ABSTRACT
Low-complexity regions (LCRs) in proteins are important for higher-order assemblies of organisms, yet we lack a unified view of their sequences, features, relationships, and functions. Here, we use dotplots and dimensionality reduction to systematically define LCR type/copy relationships and create a map of LCR sequence space capable of integrating LCR features and functions. By defining LCR relationships across the proteome, we provide insight into how LCR type and copy number contribute to higher-order assemblies, such as the importance of K-rich LCR copy number for assembly of the nucleolar protein RPA43 in vivo and in vitro. With LCR maps, we reveal the underlying structure of LCR sequence space, and relate differential occupancy in this space to the conservation and emergence of higher-order assemblies, including the metazoan extracellular matrix and plant cell wall.

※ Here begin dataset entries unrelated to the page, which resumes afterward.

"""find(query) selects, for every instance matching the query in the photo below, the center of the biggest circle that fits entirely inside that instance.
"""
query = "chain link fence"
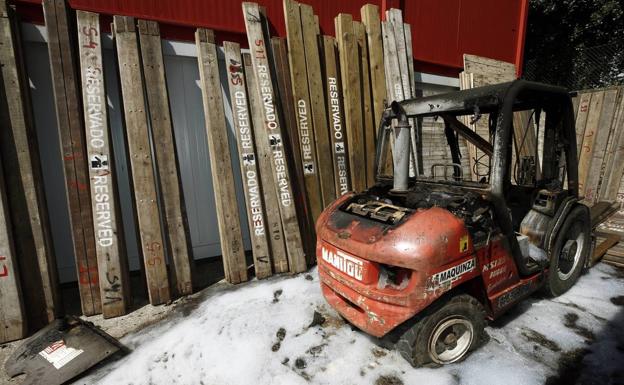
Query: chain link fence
(593, 67)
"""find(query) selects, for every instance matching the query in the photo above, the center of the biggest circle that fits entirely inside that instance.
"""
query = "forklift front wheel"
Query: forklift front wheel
(445, 334)
(570, 252)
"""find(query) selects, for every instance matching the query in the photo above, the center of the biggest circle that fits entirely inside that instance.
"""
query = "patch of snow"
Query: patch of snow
(232, 338)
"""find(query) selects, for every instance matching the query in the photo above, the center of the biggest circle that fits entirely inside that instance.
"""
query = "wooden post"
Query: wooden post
(27, 204)
(333, 97)
(269, 189)
(141, 162)
(230, 234)
(110, 250)
(600, 143)
(350, 75)
(367, 104)
(370, 19)
(581, 119)
(589, 138)
(247, 159)
(12, 317)
(614, 165)
(317, 103)
(71, 134)
(166, 159)
(286, 102)
(301, 100)
(273, 131)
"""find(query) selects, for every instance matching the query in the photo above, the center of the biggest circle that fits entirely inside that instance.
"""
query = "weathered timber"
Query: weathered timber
(27, 204)
(141, 160)
(109, 246)
(269, 189)
(176, 233)
(228, 219)
(333, 97)
(350, 75)
(71, 135)
(317, 104)
(273, 131)
(248, 160)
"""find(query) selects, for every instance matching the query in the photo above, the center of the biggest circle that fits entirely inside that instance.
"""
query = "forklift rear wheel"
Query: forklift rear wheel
(570, 252)
(445, 334)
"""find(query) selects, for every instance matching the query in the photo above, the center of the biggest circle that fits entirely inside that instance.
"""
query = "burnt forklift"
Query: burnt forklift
(424, 260)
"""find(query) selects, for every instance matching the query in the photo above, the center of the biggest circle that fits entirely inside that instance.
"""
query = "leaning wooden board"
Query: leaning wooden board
(141, 160)
(109, 246)
(256, 213)
(371, 20)
(589, 136)
(71, 134)
(350, 76)
(317, 104)
(285, 105)
(12, 317)
(166, 161)
(595, 165)
(614, 165)
(228, 219)
(273, 139)
(333, 99)
(367, 104)
(19, 147)
(269, 189)
(301, 97)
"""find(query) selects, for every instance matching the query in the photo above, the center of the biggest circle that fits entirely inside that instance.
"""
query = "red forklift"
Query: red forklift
(423, 260)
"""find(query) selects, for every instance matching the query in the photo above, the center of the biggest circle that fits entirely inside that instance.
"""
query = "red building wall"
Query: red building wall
(442, 30)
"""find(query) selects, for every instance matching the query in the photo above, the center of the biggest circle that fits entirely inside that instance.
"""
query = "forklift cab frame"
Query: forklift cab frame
(501, 101)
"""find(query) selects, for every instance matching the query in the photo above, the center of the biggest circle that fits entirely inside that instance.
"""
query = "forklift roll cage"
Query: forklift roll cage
(500, 100)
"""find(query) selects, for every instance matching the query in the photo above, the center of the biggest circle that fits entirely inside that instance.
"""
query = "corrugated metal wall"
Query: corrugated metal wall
(442, 30)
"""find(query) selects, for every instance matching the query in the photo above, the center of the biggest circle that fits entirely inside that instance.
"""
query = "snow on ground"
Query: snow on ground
(259, 333)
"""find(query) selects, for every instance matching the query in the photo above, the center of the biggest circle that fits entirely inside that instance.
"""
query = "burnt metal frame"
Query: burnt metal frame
(504, 98)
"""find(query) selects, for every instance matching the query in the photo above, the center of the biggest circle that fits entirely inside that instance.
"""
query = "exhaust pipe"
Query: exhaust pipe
(401, 153)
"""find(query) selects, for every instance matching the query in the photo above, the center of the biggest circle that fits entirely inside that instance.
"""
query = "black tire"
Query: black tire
(416, 343)
(569, 253)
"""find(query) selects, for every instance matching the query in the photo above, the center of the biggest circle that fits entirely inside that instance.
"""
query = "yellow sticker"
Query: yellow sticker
(463, 243)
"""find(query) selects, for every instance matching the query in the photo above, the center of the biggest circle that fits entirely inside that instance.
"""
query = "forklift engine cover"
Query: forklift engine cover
(379, 274)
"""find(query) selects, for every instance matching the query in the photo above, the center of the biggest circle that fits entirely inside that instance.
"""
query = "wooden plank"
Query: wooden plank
(12, 317)
(581, 119)
(175, 221)
(141, 161)
(269, 188)
(371, 20)
(247, 159)
(301, 99)
(271, 135)
(333, 96)
(350, 76)
(367, 104)
(483, 65)
(317, 103)
(71, 134)
(220, 163)
(591, 130)
(285, 103)
(395, 18)
(19, 147)
(614, 164)
(600, 143)
(109, 246)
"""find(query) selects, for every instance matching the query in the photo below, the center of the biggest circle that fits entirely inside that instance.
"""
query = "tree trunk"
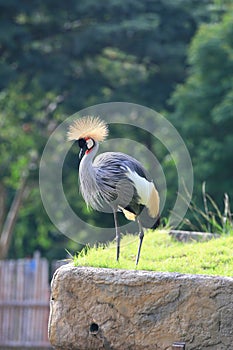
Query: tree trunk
(7, 231)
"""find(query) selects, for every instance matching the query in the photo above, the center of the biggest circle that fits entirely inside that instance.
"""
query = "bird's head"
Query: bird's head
(87, 131)
(86, 145)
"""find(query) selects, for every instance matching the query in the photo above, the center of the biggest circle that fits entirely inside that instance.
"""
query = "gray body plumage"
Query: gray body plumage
(105, 181)
(114, 181)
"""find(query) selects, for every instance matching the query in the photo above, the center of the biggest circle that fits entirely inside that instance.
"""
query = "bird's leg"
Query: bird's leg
(141, 235)
(118, 237)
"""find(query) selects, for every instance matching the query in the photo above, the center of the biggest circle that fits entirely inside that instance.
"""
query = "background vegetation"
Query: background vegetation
(58, 57)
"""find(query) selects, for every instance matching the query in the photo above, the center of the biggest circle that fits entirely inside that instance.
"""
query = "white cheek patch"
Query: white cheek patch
(90, 143)
(143, 186)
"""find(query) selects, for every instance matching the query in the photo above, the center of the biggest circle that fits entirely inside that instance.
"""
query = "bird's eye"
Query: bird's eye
(90, 143)
(81, 143)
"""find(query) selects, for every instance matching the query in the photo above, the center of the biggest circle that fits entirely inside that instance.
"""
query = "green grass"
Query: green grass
(160, 252)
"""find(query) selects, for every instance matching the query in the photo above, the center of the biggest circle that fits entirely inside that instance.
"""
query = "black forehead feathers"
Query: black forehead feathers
(81, 143)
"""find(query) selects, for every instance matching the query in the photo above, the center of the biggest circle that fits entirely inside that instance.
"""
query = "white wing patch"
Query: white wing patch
(142, 185)
(146, 191)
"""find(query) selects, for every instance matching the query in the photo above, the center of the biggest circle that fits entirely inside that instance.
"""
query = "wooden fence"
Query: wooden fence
(24, 303)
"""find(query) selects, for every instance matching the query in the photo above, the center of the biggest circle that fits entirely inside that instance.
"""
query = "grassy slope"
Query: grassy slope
(162, 253)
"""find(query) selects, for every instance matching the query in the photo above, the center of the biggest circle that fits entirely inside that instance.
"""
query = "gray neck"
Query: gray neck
(87, 176)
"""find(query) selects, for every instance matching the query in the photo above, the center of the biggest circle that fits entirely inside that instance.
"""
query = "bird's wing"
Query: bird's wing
(118, 168)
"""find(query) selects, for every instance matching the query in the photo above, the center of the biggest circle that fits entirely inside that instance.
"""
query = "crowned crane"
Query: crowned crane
(114, 179)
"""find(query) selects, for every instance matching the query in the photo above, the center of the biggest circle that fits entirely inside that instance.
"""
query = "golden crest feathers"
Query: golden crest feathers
(88, 126)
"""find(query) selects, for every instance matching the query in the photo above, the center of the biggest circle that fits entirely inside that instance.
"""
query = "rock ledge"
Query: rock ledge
(117, 309)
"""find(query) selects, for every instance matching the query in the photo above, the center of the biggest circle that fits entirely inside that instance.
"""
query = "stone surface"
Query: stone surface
(117, 309)
(189, 236)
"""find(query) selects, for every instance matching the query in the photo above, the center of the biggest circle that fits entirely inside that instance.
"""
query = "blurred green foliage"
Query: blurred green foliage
(57, 58)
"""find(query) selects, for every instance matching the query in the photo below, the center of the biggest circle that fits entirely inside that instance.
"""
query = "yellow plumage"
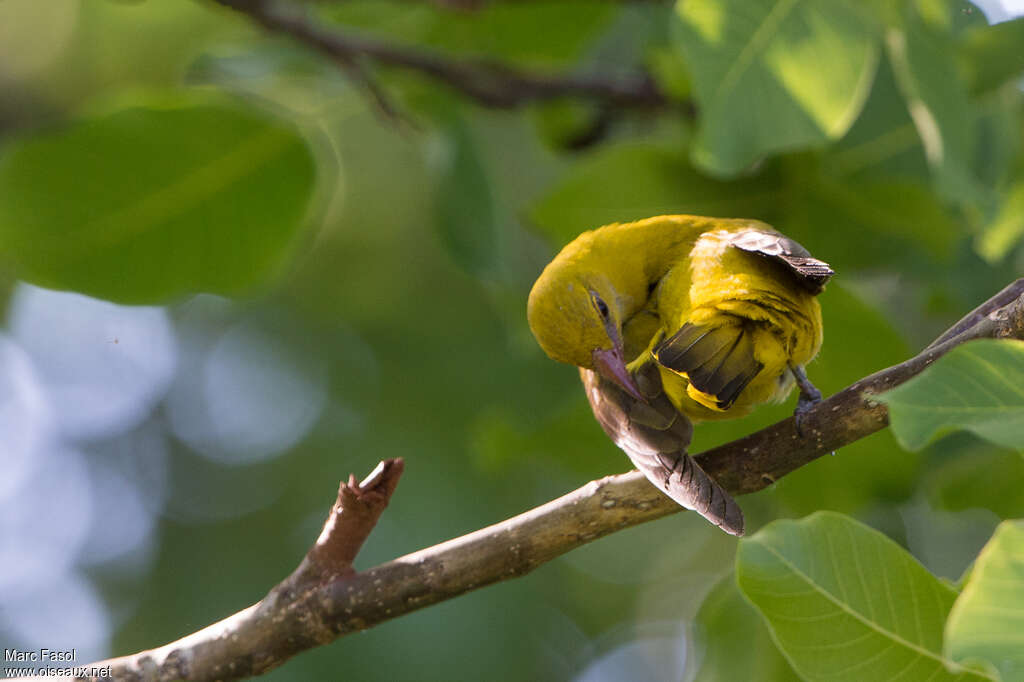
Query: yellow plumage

Together, LCR relationships and maps uncovered the distribution and prevalence of E-rich LCRs in the nucleolus, and revealed previously undescribed regions of LCR sequence space with properties of higher order assemblies, including a teleost-specific T/H-rich sequence space. Thus, this unified view of LCRs enables discovery of how LCRs encode higher-order assemblies of organisms.
Competing Interest Statement
The authors have declared no competing interest.
Footnotes
The following changes: (1) Corrected figure supplement references in legends for Figure 2 and Figure 5 (2) expanded acronym (LCRs) in title. No other changes were made.